Much of this cultivation happens at the hands of dedicated human curators, who help to ensure that information entering the system is complete and accurate, as well as detailed and uniform enough to mesh with existing datasets.

“We have developed a methodology for curating and harmonizing all of this data,” says Mirhaji. “It’s a process and a tool that does almost 60 to 65 percent of the job when it comes to connecting and identifying the elements, capturing and mapping their terminologies, and resolving their redundancies. One of the big problems we face is the issue of making sure that we have a reliable master patient index, and that we can accurately identify events by patient.”

“The tool, which we call the ‘interrogator,’ helps us annotate the data with many different meta-elements.

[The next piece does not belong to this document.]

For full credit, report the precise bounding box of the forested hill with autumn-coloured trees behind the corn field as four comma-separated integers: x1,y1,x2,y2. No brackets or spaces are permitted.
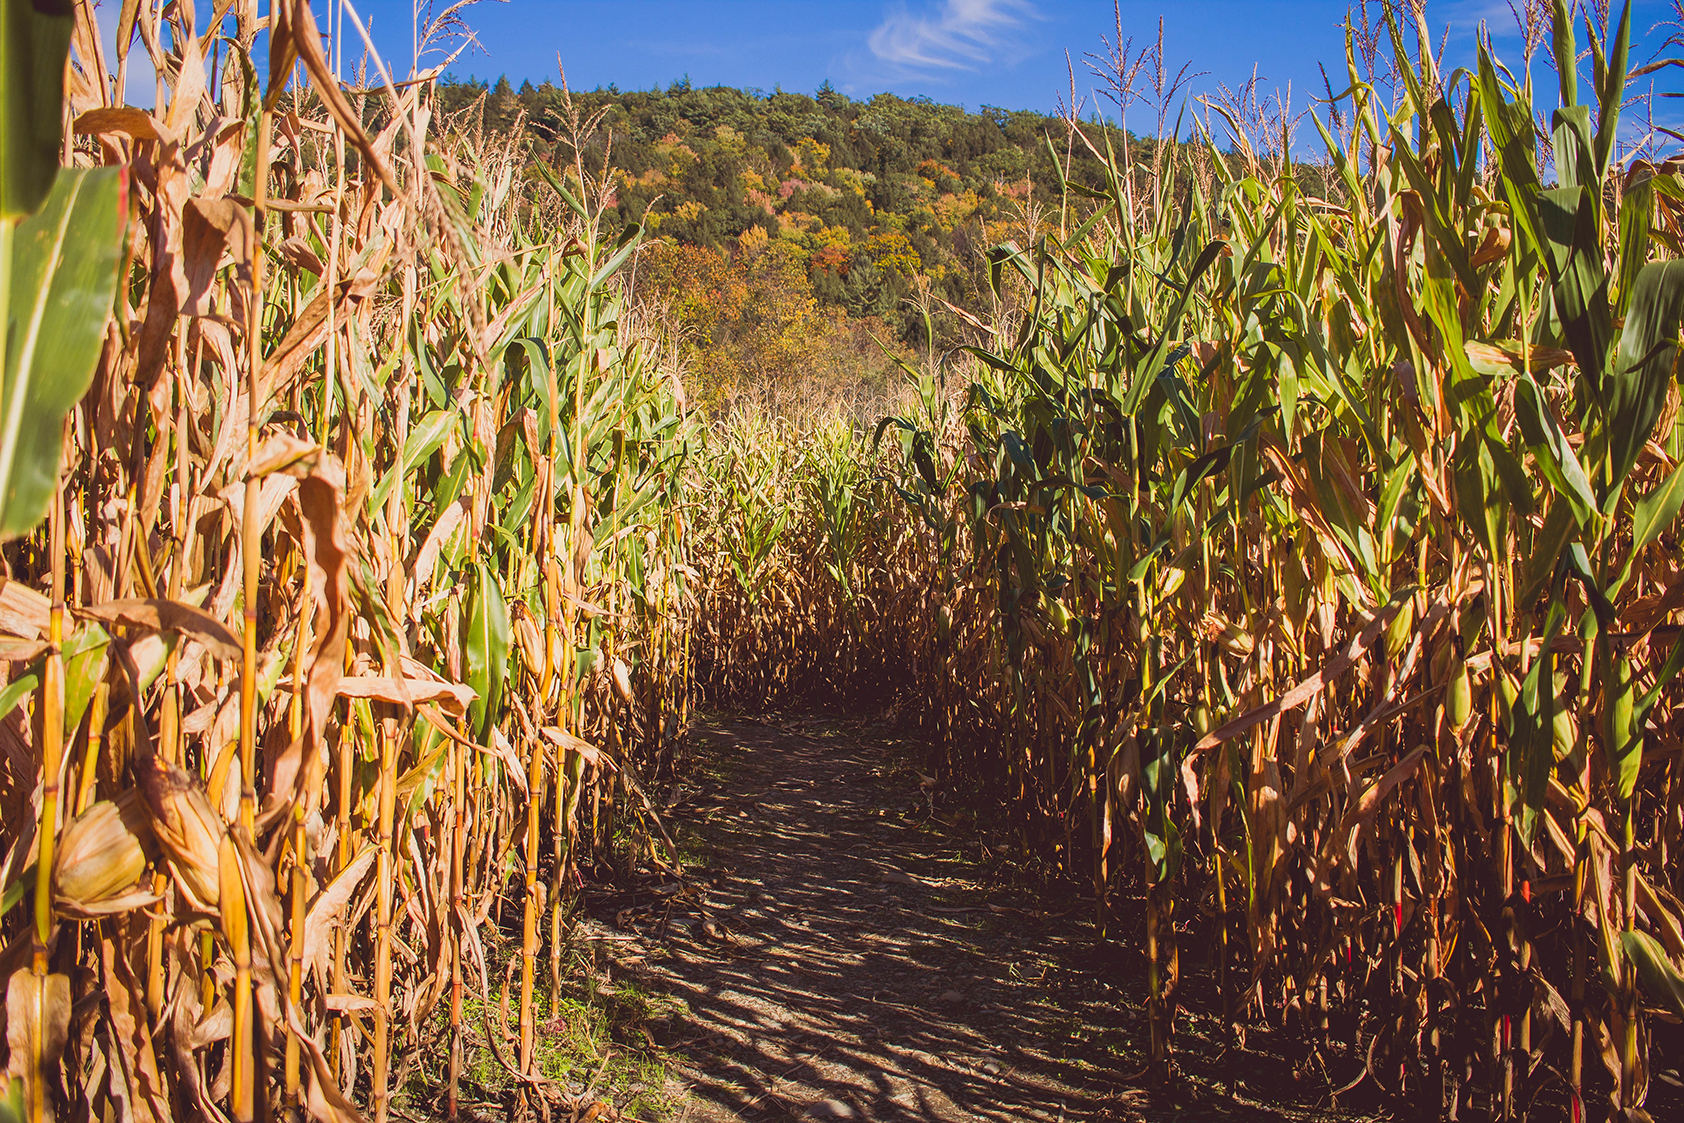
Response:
440,79,1143,404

That helps us deal with the quality aspect of the data. When you start creating such a big data forest, you really want to make sure that you can pull only relevant data – not all related data – to answer a specific query. So we have created quality measures for our data, and we can annotate that, as well.”

“We need human curators to describe data in terms of what the data means at the source. And that’s all they do. They do not define structure; they do not map to a schema. They just describe data as it is at the source: the data has these timestamps; it has these controls; this quality; these are the people that can access this data. Our curators do all of these annotations, and then once it’s done, the future imports will be almost automatic.”

As cognitive computing tools evolve and become increasingly sophisticated, organizations like Montefiore hope to closely integrate natural language query capabilities into everyday clinical care. The possibilities for extracting actionable population health management and precision medicine insights from this vast and malleable treasure trove of big data are nearly infinite – if developers and data scientists find intuitive and user-friendly ways of deploying their tools into clinical workflows.

Data forests will continue to grow in complexity and usefulness as developers pursue the most impactful methods of using big data analytics to further strategic goals like accountable care and population health. With personalized care, predictive analytics, and tailored insights on the wish-list for the majority of healthcare providers, semantic graph databases may provide an intriguing avenue forward into the uncharted waters of data-driven, quality care.